Giles, J. A. and D. E. A. Giles, 1993, “Pre-test estimation and testing in econometrics: Recent developments”, Journal of Economic Surveys, 7, 145-197.

1. From a superficial look at the links, I gather you have found that pre-testing can be justified by certain loss functions (e.g., mean squared error) under certain circumstances.

If I understand correctly, this analysis treats the likelihoods as probability distributions over the parameters, which makes sense only if they are are seen as, in particular, the posterior distributions proceeding from an uninformative prior.

Question: is there any case for pre-testing now that doing full Bayesian computation is easy (as of course it was not when you wrote the survey paper)? It seems to me if you can specify a loss function, you might as well report your whole posterior together with expected loss as a function of the parameters. Then the loss-minimizing point-estimate is evident, together with much else; the purpose is clear; and alternative loss functions can be considered without muddling up the statistical starting point.

1. Michael - thanks for the comments. First, regarding Bayesian inference, I totally agree - my PhD in '75 was in Bayesian econometrics (and see various posts on this blog).

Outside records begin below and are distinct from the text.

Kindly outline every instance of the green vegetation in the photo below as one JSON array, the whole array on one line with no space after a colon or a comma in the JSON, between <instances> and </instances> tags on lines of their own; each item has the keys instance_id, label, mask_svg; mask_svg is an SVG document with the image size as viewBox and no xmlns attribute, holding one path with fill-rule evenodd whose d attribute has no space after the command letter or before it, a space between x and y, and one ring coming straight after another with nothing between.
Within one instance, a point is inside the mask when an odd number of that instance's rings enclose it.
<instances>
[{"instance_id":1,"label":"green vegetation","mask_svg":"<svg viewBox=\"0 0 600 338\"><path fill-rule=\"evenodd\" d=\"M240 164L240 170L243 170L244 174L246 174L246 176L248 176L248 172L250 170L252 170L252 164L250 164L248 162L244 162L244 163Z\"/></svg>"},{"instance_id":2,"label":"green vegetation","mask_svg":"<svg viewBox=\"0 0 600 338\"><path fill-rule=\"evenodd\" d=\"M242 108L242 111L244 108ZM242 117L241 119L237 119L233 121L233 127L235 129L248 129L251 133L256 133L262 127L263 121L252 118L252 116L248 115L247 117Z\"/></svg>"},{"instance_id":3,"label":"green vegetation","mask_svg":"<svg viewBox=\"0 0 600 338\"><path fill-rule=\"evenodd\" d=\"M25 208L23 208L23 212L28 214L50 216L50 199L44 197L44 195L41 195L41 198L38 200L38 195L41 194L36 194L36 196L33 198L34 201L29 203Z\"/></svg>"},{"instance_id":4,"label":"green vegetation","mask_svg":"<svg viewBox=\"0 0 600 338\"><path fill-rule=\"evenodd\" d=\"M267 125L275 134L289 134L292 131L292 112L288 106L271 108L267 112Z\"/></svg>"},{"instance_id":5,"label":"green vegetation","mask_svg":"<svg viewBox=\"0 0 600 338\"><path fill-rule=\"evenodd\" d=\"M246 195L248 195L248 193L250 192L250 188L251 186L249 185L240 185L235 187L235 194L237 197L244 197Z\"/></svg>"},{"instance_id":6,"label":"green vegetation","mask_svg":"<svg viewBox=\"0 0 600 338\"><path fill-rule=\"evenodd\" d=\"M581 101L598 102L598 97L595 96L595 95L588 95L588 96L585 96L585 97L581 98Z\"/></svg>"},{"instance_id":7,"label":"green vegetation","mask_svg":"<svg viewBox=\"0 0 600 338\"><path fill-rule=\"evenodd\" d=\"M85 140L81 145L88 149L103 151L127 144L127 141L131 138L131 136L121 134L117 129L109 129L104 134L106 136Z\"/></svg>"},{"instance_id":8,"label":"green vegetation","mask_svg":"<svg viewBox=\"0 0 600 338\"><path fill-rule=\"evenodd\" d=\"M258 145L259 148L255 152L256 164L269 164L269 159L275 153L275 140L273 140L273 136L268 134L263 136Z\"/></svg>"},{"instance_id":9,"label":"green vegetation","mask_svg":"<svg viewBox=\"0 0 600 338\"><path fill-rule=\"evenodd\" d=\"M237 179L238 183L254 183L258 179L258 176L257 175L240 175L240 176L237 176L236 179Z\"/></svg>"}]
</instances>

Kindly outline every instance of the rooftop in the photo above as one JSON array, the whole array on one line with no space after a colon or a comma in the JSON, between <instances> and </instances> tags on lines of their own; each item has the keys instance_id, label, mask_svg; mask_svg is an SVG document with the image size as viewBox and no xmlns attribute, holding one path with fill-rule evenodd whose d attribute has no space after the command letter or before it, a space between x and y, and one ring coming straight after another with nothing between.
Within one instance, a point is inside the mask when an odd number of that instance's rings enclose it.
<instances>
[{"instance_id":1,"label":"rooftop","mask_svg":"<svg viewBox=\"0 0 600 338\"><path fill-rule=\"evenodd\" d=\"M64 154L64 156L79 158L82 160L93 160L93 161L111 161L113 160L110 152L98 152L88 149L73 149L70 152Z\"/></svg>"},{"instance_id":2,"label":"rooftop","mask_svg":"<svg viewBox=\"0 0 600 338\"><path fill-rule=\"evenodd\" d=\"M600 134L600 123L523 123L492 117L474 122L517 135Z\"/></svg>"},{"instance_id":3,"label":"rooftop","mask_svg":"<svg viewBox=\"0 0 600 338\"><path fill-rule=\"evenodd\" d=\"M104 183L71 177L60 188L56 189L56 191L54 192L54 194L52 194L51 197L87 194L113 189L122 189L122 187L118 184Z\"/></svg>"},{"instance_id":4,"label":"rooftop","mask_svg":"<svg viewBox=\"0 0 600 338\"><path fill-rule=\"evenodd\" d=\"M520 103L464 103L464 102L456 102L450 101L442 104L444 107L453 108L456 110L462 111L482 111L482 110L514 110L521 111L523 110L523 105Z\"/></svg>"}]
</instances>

The point about the pre-testing literature (which goes back to Ted Bancroft's work in the 1940's) is the following:

1. It is dealing only with non Bayesian inference, where the sampling distribution is a core concept. Hence the emphasis is on issues such as Bias, MSE, etc.

2. It does not condone pre-testing (which only very rarely is an optimal strategy), and is always inadmissible.

3. Rather, the emphasis is on pointing out the (usually adverse) consequences of pre-testing.

4. (Non-Bayesian) applied researchers invariably pre-test, often in complex ways. Then they interpret their results as if this pre-testing had not taken place. That's where the problem lies. Their final estimators and tests don't have the properties that they ascribe to them.

The literature on pre-test issues continues to grow, which I believe is a good thing. A lot of this literature can be quite technical, so some simple illustrations can be helpful. Simulation exercises usually convince students about the associated issues pretty quickly too.